Commission members will look into police-community relations, race relations, the court system, disparities in "education, economic opportunity, health care, housing, transportation, child care, business ownership, and family and community stability," and other areas.
That's a gratifying recognition of the seriousness and the depth of long-standing problems this country still hasn't dealt with satisfactorily – in Ferguson, in Rochester, and elsewhere.
It is simply a fact that many authorities, including police officers, treat African Americans differently than whites. But those "authorities" reflect a national divide. Because we don't really know one another and don't understand one another, many white Americans have reacted differently than blacks to the Ferguson shooting and the grand jury decision. We have reacted differently to the protests and the rage and violence that followed the grand jury's decision.
And we react differently to the impact of poverty and the needs of the poor, especially when they are people of color.
African-American writer and feminist Bell Hooks wrote about "the intense anger felt by black people who experienced repeated instances of everyday racism," Kevin Cokley noted in the American Prospect last week. It is "critically important," Cokley wrote, "to try to understand the depths of hopelessness felt by some individuals that would lead to such violent protests."
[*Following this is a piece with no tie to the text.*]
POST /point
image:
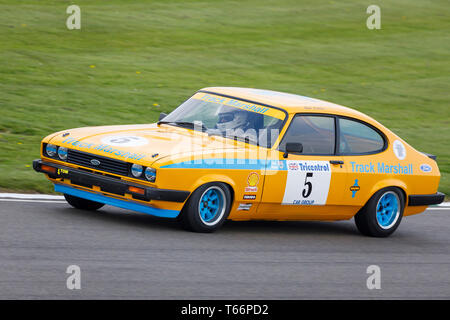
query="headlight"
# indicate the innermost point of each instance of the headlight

Hopelessness, the despair and numbness of not seeing a path upward, leaves a mark. In his provocative last book, "Where Do We Go From Here: Chaos or Community?" Martin Luther King Jr. warned of the consequences if the country didn't deal with the racism, poverty, inferior education, and myriad other problems facing black Americans.
Pointing to the nation's enthusiasm for space exploration, King wrote: "No such fervor or exhilaration attends the war on poverty. There is impatience with its problems, indifference toward its progress, and hostility toward its errors."
The citizens of Ferguson are beginning to investigate a crisis in their community, of which Michael Brown's death is simply a part. But what about the rest of us? The comments lashing out at Lovely Warren don't give me much hope.